本取り組みにあたり、坂出市長 有福哲二氏は、高齢化社会が進展する中、1人暮らしの高齢者や高齢者夫婦のみの世帯の増加に伴い、在宅生活を送るうえで支援を必要とする高齢者が増加することが予想されるとし、「こうした高齢者のニーズに対応するため、公的支援に加え、様々な主体によるサービスの充実化が必要となってまいります。本市といたしましては、ボランティアや民間団体、企業等の多様な事業主体による重層的な生活支援サービスを発掘するとともに、元気な高齢者の社会参加の促進、さらには生活支援等のサービスの担い手にもなっていただけるような取組を推進していくことが重要だと考えております」と述べた。

「今回、実施いたします王越地区における実証実験は、民間事業者が主体となり、生成AIという最先端技術を活用して高齢者の買い物の支援を行うものとなっており、本市といたしましても、実証実験の成果を今後の高齢者の在宅生活を支える環境づくり施策に活かしてまいりたいと考えております」とコメントした。

GMOメイクショップ 代表取締役社長CEO 向畑憲良氏は、「この度、坂出市と坂出商工会議所にご協力いただき、KBNと連携した『生成AIによる対話型コマース』の提供に向け実証実験を行う運びとなりました。実験の対象となる王越町は私の地元でもあり、実際に私の母が食料品や日用品の買い物に苦労する様子も目の当たりにしてきました。

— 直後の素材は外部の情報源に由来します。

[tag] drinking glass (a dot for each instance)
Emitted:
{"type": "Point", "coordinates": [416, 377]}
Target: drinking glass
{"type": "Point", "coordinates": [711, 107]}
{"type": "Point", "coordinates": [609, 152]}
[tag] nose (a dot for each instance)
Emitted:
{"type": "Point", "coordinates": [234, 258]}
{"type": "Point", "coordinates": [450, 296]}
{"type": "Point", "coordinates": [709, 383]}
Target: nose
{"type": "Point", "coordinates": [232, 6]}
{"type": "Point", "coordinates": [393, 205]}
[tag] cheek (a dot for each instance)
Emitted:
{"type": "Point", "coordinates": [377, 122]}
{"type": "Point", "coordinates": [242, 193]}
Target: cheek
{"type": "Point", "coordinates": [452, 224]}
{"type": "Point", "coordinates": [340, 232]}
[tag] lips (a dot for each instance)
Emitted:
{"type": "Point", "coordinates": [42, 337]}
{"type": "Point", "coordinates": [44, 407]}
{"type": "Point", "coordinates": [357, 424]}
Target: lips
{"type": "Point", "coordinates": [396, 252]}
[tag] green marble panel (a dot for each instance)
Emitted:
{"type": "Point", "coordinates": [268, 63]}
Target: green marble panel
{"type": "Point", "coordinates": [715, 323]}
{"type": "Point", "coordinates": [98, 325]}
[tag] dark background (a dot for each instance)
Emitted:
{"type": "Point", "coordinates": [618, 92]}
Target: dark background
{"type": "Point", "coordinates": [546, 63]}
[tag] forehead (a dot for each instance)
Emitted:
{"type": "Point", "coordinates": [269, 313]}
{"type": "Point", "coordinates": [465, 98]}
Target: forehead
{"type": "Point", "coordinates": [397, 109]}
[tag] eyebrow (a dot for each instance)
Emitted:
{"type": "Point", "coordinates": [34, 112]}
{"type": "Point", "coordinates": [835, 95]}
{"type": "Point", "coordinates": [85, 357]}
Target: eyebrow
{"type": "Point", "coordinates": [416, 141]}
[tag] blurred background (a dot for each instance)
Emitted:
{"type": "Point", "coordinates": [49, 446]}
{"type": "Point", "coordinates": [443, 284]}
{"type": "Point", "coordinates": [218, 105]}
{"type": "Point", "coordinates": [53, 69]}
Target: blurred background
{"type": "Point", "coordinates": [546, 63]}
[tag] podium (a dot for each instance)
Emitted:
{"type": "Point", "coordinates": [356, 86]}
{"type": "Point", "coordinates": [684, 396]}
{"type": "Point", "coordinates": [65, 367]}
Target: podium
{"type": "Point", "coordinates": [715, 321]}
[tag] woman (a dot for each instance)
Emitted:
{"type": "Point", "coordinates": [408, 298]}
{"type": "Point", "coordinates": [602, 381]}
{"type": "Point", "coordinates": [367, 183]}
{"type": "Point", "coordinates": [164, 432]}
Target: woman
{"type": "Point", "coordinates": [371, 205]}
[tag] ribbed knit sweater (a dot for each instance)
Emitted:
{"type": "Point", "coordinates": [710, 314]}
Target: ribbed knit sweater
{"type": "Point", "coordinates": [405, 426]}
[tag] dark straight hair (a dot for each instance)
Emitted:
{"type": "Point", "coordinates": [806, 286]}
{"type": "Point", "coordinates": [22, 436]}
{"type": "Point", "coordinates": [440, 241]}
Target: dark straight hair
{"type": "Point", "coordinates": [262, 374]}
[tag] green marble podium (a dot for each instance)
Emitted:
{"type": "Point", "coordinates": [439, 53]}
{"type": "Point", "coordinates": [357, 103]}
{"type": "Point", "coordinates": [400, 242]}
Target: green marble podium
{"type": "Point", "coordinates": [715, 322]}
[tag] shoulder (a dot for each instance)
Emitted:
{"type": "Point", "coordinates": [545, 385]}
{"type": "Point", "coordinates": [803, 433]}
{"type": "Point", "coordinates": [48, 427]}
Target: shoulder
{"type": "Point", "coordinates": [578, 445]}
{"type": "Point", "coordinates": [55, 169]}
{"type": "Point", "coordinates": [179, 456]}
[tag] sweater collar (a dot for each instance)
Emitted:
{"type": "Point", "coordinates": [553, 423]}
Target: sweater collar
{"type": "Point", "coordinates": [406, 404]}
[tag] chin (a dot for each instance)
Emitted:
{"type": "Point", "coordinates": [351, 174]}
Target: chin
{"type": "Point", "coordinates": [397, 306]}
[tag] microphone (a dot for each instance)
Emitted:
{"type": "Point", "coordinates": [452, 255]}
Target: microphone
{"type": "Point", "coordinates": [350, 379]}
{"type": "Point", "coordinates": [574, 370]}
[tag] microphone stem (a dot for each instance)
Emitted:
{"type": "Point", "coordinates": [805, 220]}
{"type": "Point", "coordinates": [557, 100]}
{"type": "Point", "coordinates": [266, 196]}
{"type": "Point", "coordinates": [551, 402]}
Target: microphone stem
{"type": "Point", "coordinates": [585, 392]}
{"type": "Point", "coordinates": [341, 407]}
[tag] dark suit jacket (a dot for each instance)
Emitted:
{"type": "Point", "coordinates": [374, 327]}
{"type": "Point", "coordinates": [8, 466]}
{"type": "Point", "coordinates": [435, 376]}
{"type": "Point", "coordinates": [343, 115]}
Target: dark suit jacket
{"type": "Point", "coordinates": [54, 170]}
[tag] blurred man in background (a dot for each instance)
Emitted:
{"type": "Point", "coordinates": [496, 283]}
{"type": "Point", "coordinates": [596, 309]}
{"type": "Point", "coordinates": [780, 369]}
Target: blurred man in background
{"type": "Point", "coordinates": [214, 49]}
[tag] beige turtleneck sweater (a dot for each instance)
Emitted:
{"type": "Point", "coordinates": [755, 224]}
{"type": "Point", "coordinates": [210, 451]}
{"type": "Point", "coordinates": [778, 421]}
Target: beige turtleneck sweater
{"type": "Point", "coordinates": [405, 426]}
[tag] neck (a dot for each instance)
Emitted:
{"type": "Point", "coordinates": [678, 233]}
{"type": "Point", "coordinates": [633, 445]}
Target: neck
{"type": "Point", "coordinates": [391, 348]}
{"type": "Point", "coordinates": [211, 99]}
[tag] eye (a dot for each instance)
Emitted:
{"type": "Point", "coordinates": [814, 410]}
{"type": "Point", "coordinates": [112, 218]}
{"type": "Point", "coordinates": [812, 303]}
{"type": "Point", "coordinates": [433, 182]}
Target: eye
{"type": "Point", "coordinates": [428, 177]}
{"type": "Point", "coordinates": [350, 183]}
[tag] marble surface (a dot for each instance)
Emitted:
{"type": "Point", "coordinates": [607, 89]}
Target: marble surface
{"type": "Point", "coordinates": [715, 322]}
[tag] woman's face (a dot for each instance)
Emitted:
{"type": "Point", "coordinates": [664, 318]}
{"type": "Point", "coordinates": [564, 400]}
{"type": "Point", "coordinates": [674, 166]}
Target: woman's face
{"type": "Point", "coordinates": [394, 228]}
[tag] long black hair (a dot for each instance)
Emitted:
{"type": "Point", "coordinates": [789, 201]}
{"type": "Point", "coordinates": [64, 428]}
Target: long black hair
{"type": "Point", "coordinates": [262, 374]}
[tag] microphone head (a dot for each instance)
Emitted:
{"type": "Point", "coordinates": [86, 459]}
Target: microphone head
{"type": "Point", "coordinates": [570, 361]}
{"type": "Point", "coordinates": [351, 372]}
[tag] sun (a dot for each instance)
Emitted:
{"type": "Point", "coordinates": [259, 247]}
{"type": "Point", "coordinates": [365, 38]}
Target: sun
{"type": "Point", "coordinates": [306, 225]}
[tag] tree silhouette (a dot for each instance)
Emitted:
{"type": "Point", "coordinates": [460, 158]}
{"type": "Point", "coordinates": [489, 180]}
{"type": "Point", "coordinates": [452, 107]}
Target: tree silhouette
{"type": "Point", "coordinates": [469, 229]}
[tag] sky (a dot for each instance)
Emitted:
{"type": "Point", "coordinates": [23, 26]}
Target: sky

過疎化、高齢化による買い物弱者の問題は王越町に限ったことではなく、全国的に深刻化していますが、まずは王越町での実験をもとに、他の地域の方々にもご利用いただけるサービスとしての提供を目指し、検証を進めてまいります。これまで私たちが培ってきた技術を活かし、高齢者の方々にとっても使いやすいシステムを開発することで、買い物弱者問題の解決に貢献するとともに、ECをより身近にし、普及率を上げていきたいと考えています」と話した。